Le diffuseur GB News a promu une politique de droite sur les réfugiés au Royaume-Uni. Le diffuseur, qui avait auparavant été accusé de diffuser des informations erronées sur Covid, a publié un Article le 16 février, rendant public un rapport du groupe de réflexion de droite Policy Exchange.

Cette rapport appelle à l’introduction d’un traitement offshore des demandes d’asile pour les réfugiés.
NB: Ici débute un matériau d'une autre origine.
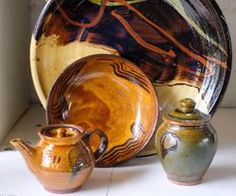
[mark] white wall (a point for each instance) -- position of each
(14, 67)
(229, 9)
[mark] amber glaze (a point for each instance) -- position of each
(62, 161)
(111, 94)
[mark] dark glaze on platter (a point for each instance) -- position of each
(153, 35)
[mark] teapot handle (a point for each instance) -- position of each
(103, 142)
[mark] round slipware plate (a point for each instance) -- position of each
(111, 94)
(182, 46)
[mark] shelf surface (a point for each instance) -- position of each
(140, 176)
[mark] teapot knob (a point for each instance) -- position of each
(61, 132)
(187, 105)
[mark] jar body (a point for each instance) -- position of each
(186, 151)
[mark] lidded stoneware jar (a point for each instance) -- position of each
(187, 143)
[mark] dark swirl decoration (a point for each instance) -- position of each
(108, 93)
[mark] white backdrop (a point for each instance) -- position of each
(229, 9)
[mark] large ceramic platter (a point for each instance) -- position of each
(182, 46)
(111, 94)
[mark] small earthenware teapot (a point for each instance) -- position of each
(187, 143)
(62, 160)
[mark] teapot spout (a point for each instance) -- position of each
(26, 150)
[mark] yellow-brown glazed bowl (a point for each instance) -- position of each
(109, 93)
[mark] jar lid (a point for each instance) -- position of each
(186, 114)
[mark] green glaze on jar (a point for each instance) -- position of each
(187, 143)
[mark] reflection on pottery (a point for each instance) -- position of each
(187, 144)
(182, 46)
(62, 161)
(109, 93)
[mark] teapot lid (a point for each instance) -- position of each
(186, 114)
(61, 134)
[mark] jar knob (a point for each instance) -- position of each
(187, 105)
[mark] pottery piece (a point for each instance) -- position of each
(182, 46)
(62, 161)
(109, 93)
(187, 144)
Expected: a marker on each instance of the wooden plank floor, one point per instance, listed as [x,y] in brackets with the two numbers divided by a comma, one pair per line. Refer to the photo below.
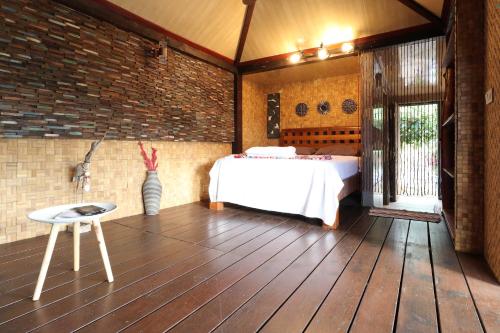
[190,269]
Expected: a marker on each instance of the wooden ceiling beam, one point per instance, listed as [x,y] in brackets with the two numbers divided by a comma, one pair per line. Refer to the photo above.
[250,6]
[363,43]
[123,19]
[424,12]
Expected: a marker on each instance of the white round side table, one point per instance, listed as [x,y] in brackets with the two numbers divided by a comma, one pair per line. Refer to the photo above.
[49,215]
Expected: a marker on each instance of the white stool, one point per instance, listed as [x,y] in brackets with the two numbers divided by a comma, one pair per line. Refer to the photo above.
[47,215]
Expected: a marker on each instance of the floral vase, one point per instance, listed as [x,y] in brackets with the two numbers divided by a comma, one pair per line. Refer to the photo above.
[151,193]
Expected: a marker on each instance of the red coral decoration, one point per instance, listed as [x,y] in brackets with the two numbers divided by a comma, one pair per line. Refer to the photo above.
[151,163]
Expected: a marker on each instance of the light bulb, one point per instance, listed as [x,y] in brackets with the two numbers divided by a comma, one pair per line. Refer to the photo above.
[323,53]
[347,47]
[295,57]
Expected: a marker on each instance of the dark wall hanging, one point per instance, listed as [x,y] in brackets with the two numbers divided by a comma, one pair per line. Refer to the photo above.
[349,106]
[273,116]
[301,109]
[323,107]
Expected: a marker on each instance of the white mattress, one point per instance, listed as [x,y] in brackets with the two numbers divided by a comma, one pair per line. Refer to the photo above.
[305,187]
[346,166]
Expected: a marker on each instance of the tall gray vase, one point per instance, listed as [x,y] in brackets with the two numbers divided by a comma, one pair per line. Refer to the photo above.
[151,193]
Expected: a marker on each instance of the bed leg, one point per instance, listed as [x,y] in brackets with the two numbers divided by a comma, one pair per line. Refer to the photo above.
[217,205]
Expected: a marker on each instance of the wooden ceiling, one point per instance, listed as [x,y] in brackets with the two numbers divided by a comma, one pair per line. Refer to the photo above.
[277,26]
[318,70]
[213,24]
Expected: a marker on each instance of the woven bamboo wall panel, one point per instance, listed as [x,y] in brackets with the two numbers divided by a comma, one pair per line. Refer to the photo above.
[334,89]
[36,173]
[254,116]
[492,139]
[65,74]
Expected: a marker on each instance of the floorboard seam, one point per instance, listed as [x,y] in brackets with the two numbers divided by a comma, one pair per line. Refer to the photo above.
[294,260]
[429,247]
[370,275]
[142,317]
[311,272]
[478,313]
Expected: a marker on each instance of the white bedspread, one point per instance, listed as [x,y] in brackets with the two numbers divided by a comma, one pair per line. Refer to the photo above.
[305,187]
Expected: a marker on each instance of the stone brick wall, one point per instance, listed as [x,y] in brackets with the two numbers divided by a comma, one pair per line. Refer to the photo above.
[69,76]
[36,173]
[469,108]
[66,74]
[334,89]
[492,138]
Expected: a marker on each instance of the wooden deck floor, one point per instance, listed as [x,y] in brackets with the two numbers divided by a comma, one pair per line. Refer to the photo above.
[190,269]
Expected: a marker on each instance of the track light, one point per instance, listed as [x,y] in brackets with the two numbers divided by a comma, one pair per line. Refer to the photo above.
[347,47]
[295,57]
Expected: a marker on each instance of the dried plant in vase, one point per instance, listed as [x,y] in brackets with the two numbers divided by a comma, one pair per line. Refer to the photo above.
[151,189]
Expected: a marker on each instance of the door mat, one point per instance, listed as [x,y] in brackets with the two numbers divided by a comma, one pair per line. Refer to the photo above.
[405,214]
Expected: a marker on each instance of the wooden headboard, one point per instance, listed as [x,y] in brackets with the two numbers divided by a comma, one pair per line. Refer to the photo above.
[320,136]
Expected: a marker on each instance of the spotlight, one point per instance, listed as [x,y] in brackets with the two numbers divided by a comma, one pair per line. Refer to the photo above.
[323,52]
[295,57]
[347,47]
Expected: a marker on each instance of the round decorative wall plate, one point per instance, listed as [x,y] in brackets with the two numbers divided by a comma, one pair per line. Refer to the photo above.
[349,106]
[301,109]
[323,107]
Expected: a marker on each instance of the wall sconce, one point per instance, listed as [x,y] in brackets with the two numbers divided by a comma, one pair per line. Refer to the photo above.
[322,52]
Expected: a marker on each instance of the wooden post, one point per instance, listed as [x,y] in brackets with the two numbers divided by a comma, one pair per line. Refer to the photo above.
[76,246]
[102,247]
[46,261]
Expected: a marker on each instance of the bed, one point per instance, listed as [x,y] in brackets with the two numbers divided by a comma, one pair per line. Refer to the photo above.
[308,185]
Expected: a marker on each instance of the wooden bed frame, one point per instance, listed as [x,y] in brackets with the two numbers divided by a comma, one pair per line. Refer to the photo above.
[318,137]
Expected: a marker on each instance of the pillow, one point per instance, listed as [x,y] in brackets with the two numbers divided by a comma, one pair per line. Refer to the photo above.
[339,149]
[271,151]
[305,150]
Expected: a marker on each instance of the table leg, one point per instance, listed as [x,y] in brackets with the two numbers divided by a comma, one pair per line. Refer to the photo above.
[76,246]
[46,261]
[102,247]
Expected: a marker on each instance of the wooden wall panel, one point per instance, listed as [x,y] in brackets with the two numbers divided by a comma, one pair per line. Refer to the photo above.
[36,173]
[66,74]
[491,140]
[334,89]
[255,116]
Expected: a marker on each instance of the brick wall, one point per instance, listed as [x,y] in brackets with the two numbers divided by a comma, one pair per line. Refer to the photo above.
[469,108]
[334,89]
[492,138]
[66,74]
[254,101]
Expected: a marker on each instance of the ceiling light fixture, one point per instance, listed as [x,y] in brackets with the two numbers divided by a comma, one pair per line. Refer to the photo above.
[295,57]
[347,47]
[323,52]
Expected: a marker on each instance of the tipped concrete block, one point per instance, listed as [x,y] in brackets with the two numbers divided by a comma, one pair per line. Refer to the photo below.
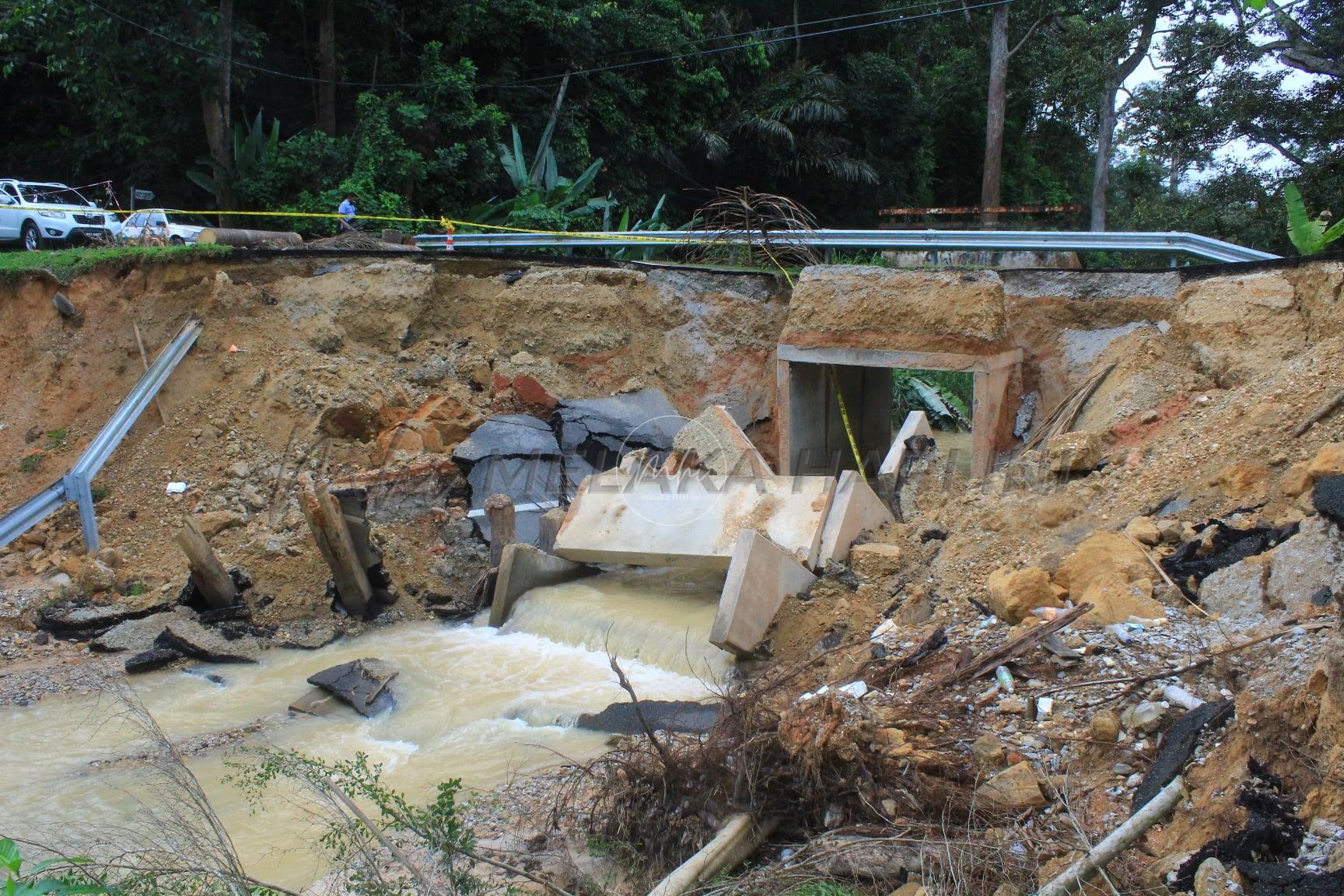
[721,445]
[523,569]
[889,474]
[691,519]
[854,511]
[760,578]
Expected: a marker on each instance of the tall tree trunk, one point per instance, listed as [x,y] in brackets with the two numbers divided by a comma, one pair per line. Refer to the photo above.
[1105,140]
[217,96]
[995,105]
[327,68]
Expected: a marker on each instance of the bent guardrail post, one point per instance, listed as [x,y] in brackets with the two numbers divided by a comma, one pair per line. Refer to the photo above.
[1163,242]
[75,485]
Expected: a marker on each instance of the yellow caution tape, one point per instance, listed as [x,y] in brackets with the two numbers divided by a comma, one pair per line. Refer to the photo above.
[450,225]
[845,418]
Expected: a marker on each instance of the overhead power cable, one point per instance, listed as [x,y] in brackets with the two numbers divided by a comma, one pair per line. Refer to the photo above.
[524,82]
[760,30]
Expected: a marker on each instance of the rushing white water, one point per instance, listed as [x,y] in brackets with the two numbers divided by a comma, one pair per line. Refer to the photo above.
[472,703]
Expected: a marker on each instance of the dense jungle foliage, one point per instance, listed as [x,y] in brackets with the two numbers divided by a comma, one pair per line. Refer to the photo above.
[849,107]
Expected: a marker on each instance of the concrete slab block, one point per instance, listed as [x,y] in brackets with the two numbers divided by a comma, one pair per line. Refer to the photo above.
[917,423]
[721,445]
[691,519]
[523,569]
[760,578]
[854,509]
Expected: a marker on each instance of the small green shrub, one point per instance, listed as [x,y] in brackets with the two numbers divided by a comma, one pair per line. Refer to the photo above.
[823,888]
[35,881]
[436,829]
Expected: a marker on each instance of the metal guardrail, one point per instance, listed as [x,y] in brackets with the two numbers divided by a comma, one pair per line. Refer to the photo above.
[75,485]
[1174,242]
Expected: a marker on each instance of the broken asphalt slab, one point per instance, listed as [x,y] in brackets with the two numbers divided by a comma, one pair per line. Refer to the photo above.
[360,683]
[603,430]
[195,639]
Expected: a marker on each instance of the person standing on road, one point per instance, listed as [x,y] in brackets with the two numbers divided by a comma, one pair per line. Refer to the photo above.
[347,212]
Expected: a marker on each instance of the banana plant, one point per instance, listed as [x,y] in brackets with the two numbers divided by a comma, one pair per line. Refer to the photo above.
[1309,234]
[653,225]
[252,148]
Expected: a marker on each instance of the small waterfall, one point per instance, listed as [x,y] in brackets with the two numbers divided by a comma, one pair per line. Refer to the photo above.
[659,617]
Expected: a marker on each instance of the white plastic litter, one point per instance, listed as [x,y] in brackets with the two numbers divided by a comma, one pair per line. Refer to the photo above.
[887,625]
[1181,698]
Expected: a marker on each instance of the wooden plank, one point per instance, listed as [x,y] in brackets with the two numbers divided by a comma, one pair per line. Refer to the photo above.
[328,527]
[499,511]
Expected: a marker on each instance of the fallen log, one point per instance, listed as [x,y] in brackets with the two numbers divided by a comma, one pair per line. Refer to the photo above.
[330,531]
[987,663]
[247,238]
[207,572]
[1073,877]
[1321,413]
[734,844]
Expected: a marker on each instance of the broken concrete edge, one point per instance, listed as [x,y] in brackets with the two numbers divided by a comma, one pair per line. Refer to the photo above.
[721,445]
[524,567]
[915,423]
[691,520]
[855,508]
[760,578]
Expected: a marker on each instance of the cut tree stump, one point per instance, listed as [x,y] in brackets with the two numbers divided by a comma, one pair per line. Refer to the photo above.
[550,527]
[499,511]
[207,572]
[338,548]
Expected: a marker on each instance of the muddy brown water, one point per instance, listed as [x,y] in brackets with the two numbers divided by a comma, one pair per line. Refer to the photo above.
[472,703]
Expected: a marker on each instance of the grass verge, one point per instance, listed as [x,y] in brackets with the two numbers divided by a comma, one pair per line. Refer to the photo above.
[68,264]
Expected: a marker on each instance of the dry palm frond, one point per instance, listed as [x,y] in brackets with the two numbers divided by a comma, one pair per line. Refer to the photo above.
[1062,418]
[775,229]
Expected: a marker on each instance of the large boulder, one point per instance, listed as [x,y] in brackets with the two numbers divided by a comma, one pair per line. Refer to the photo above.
[1101,554]
[603,430]
[518,456]
[1328,499]
[1308,567]
[1074,452]
[1013,594]
[363,684]
[1116,600]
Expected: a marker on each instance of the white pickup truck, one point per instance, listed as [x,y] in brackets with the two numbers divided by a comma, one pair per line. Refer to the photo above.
[37,215]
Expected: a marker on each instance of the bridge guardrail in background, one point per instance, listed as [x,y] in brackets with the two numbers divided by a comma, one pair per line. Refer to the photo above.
[75,485]
[1172,242]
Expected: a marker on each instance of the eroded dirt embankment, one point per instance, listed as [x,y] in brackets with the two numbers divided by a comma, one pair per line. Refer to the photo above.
[1194,423]
[303,364]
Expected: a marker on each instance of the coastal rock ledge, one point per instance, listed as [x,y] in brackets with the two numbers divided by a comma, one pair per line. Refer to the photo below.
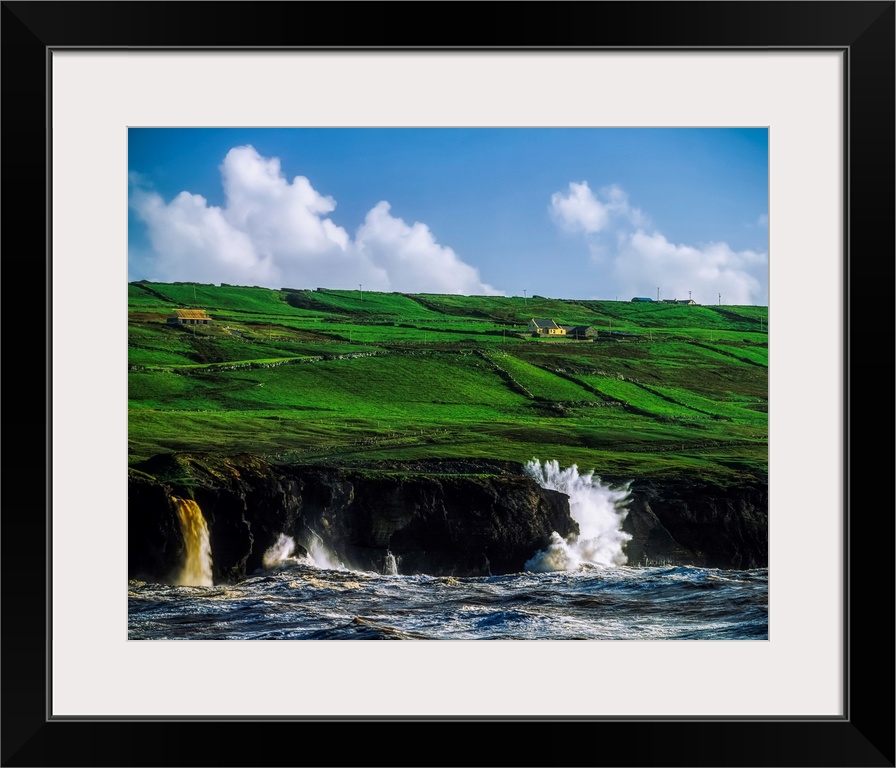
[436,518]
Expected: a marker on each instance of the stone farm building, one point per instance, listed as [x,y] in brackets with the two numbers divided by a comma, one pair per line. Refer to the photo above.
[543,327]
[189,317]
[580,331]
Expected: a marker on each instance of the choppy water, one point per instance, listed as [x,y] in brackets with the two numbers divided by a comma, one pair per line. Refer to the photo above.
[577,589]
[299,601]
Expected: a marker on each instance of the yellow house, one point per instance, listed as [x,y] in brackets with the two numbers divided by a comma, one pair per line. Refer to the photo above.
[189,317]
[544,327]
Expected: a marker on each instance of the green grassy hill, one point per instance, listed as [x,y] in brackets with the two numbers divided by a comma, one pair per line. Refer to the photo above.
[357,378]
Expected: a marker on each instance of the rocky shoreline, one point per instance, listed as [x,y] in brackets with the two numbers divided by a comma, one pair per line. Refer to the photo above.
[464,518]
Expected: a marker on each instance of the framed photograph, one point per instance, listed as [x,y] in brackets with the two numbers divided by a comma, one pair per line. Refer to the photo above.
[815,79]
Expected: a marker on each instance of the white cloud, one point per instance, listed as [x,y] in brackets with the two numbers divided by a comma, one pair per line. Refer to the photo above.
[580,210]
[635,254]
[411,256]
[683,271]
[275,233]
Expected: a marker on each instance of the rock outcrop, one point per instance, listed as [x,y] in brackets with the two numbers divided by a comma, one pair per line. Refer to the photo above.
[437,518]
[439,524]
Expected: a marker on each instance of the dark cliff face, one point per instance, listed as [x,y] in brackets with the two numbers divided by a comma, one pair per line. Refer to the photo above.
[693,523]
[430,521]
[442,525]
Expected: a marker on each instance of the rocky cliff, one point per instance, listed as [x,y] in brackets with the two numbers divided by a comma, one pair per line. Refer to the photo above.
[468,519]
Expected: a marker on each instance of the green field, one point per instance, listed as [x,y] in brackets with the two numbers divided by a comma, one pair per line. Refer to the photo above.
[358,378]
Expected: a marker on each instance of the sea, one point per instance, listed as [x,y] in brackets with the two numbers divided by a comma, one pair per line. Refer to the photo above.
[581,588]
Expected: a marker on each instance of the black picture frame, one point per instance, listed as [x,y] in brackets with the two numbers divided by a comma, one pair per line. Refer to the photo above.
[863,736]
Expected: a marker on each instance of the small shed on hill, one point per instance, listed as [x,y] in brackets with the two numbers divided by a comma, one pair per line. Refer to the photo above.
[189,317]
[543,326]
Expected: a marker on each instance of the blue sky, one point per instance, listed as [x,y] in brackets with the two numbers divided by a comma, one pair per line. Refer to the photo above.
[587,213]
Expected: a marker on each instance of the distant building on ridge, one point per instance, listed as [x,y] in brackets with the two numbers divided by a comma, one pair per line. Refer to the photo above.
[544,327]
[189,317]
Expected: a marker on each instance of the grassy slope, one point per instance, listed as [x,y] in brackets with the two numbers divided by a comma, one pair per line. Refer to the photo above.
[341,376]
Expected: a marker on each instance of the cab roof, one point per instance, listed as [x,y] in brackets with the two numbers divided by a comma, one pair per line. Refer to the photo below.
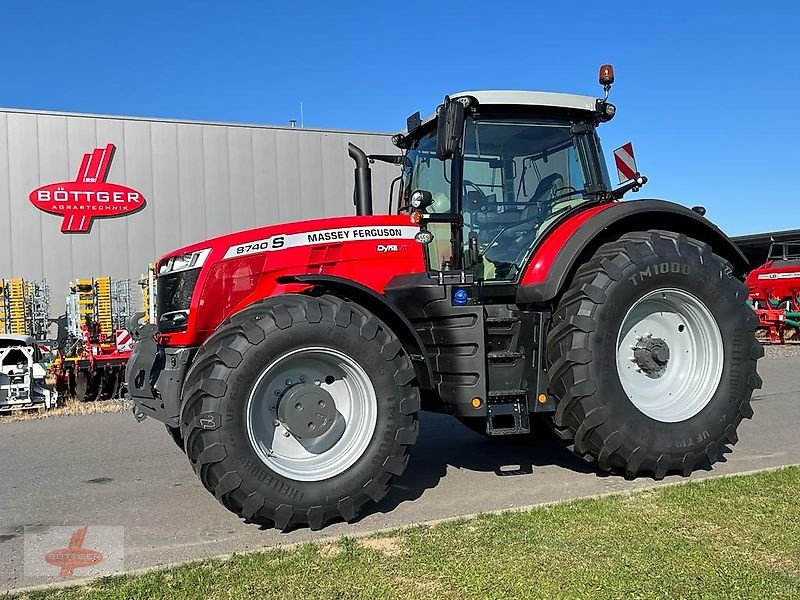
[526,98]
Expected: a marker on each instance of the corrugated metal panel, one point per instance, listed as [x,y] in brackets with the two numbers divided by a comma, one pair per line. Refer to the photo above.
[199,179]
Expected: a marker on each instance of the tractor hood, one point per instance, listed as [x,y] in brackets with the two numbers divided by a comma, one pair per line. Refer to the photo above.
[198,286]
[299,234]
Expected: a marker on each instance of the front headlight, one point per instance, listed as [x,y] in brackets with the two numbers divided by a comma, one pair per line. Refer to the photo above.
[184,262]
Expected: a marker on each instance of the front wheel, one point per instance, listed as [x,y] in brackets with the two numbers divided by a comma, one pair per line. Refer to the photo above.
[653,356]
[299,410]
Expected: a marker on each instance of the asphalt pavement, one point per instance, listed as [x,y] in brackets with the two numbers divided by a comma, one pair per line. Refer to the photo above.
[106,469]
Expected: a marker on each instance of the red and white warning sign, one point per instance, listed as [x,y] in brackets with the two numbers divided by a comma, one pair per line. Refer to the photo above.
[626,162]
[124,341]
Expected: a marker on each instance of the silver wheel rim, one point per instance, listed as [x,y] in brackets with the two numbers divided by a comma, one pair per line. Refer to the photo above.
[343,444]
[684,384]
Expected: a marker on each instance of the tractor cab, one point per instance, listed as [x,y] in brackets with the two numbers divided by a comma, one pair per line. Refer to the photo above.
[494,170]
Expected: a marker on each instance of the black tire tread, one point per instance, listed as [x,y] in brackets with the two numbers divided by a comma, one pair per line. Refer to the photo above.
[205,388]
[579,417]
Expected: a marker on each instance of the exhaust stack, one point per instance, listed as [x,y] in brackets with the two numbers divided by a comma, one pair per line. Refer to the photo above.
[362,194]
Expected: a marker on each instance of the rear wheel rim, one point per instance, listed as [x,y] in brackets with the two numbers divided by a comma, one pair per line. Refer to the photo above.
[334,452]
[675,385]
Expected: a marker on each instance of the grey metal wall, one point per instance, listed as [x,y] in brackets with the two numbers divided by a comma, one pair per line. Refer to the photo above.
[199,179]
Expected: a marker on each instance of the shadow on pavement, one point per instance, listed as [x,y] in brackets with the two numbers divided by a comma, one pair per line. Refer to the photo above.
[444,442]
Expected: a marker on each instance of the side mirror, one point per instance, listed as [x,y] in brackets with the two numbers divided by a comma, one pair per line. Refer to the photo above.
[421,199]
[449,128]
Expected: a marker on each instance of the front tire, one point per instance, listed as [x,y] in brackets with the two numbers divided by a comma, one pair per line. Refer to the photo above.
[261,373]
[653,356]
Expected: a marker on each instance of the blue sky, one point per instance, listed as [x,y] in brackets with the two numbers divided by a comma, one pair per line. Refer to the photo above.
[709,92]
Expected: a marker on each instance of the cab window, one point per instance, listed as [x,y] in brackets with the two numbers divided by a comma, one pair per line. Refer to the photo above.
[519,176]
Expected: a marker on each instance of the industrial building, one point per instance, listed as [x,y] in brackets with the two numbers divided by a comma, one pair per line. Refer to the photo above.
[167,184]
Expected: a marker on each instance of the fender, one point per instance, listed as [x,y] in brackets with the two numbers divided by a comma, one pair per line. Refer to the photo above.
[382,308]
[575,240]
Cela signifierait que les réfugiés arrivant au Royaume-Uni sur de petits bateaux traversent la Manche pour être détenus en dehors de la Grande-Bretagne continentale, dans des endroits comme Chypre ou l’île de l’Ascension, où leurs demandes d’asile peuvent être traitées. Île de l’Ascension : décrite dans le rapport comme l’endroit « le plus évidemment approprié » pour la détention en haute mer, il s’agit d’une île isolée de l’océan Atlantique, à plus de 4 000 milles du Royaume-Uni.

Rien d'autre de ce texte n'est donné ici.